I enjoy supporting decision-makers who are working to protect human health and the environment, adapt to climate change, and build community resilience with limited resources. In data-rich environments, I develop new methodologies that allow resource managers to access and work with large amounts of data in a flexible way. When data are lacking, I manage assessments that incorporate the experience of local stakeholders into collaborative decision support tools.
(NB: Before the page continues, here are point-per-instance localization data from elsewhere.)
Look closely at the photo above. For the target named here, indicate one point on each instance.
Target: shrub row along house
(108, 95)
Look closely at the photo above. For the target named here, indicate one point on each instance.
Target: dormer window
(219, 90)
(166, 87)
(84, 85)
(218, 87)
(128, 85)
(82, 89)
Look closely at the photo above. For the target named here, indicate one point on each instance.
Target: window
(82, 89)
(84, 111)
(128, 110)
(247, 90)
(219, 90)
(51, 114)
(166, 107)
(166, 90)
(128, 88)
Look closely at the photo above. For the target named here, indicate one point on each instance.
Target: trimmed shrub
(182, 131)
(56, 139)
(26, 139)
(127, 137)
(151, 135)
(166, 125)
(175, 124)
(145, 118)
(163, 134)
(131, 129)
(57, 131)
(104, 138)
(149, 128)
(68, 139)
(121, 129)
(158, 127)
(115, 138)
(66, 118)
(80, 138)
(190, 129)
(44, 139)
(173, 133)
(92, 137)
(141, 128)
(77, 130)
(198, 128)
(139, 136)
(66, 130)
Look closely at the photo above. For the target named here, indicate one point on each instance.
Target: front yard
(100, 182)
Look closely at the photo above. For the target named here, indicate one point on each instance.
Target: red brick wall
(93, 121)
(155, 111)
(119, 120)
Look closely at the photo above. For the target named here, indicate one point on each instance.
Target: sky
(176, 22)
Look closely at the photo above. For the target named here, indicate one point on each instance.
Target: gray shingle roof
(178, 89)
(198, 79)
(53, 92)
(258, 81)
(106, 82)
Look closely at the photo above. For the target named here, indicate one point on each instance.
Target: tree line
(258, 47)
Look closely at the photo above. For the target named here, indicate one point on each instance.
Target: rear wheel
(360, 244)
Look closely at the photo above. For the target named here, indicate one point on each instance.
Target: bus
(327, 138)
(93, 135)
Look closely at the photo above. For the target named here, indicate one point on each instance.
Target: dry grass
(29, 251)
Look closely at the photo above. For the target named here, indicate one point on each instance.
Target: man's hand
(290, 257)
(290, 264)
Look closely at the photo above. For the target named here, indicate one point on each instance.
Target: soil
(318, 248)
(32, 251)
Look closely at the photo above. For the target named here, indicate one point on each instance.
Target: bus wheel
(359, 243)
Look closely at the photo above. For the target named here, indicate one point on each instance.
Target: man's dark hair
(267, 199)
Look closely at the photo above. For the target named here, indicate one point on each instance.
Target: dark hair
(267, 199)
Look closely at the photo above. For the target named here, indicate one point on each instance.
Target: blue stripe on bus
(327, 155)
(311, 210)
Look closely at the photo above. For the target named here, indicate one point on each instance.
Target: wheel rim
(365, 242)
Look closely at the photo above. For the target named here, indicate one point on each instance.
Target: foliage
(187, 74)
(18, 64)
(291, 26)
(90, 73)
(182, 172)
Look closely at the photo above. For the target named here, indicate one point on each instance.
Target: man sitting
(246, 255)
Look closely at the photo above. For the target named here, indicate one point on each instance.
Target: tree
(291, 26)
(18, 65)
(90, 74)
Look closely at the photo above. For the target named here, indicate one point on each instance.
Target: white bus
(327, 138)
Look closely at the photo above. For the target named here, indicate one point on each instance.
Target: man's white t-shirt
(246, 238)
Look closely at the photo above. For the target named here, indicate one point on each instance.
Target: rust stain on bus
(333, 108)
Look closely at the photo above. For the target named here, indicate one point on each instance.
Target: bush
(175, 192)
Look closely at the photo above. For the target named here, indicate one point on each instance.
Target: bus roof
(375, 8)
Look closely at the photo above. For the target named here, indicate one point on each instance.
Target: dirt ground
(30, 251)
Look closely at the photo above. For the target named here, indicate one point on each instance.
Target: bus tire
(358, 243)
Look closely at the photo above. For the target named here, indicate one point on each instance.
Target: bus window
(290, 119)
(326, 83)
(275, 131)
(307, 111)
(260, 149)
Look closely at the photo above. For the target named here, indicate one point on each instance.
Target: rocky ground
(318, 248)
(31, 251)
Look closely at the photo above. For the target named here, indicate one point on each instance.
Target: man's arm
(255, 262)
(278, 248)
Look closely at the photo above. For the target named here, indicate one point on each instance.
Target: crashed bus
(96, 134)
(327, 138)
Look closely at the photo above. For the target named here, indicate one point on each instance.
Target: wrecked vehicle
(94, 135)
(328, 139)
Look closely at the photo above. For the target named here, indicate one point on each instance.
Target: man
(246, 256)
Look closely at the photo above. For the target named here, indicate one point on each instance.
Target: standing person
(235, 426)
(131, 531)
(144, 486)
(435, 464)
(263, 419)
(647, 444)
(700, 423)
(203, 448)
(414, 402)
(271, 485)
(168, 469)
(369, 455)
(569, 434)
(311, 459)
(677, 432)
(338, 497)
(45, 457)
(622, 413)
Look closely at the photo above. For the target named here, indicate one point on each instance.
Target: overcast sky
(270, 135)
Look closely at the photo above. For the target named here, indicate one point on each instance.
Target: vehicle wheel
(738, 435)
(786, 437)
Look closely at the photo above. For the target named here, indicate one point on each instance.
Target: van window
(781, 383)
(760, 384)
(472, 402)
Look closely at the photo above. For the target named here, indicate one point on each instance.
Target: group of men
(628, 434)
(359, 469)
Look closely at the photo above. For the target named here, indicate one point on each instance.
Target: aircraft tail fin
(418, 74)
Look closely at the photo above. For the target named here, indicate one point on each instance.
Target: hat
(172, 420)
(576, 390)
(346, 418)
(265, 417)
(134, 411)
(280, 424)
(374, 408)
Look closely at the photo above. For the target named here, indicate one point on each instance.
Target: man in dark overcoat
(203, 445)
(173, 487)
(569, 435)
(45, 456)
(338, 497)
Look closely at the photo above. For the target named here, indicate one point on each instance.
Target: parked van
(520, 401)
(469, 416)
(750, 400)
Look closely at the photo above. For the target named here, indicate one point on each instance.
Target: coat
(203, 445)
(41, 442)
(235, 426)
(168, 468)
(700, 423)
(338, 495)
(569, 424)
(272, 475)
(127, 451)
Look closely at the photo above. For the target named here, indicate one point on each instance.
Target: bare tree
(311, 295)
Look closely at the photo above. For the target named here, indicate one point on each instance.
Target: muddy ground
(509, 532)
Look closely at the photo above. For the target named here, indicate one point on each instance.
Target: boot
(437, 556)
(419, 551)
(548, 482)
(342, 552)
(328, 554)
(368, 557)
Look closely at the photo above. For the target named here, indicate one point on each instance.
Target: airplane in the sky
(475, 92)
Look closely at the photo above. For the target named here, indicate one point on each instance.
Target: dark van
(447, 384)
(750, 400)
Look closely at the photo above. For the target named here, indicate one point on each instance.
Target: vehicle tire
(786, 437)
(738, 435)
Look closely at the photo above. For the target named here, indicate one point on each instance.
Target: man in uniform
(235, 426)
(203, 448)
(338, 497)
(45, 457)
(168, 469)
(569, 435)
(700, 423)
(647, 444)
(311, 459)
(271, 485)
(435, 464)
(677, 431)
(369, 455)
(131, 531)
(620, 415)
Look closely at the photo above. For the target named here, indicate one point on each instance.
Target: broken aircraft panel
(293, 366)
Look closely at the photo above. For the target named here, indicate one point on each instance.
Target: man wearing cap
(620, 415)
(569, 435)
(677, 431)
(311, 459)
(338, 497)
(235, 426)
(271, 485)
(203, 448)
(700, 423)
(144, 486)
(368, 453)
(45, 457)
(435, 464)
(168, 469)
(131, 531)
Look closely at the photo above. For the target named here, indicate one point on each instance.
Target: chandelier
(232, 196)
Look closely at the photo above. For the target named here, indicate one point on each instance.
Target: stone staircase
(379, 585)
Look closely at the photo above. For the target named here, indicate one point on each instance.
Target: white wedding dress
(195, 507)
Dr. Julie Blue (she/her/hers), ERG’s principal hydrologist, has more than two decades of experience in environmental research for federal agencies related to groundwater, surface water, stormwater, drinking water, wastewater, hazardous waste, and climate change. She has supported the U.S. Environmental Protection Agency’s Office of Research and Development for many years as a principal investigator and contract manager for a wide variety of research projects.
At ERG, she leads diverse projects on groundwater protection and remediation. These include developing a state-of-the-science report on enhanced aquifer recharge of stormwater, an analysis of how lead isotopes in soils can be used to understand the sources of lead contamination, a tool for screening risks posed by aquifer exemption areas, and an evaluation of the remedial technologies available for treating groundwater contamination at former smelting sites. She also has extensive experience developing tools for conducting climate change vulnerability assessments and planning for adaptation. She led a six-year project for the U.S. Army Corps of Engineers to develop a groundbreaking web-based climate change vulnerability assessment tool, now being deployed by the U.S. Army. She was a key contributor to the fourth National Climate Assessment and continues to provide her expertise in support of city, county, state, and national climate adaptation efforts.
Julie holds a B.A. in English and mathematics from Swarthmore College, an M.A. in English from Indiana University, and an M.S. in Earth sciences from the University of California, Santa Cruz. She received her Ph.D. in engineering (hydrology) from the University of Arizona. She is a member of the scientific research society Sigma Xi, and spends her free time hiking, coaching Suzuki cello, and contributing to citizen science.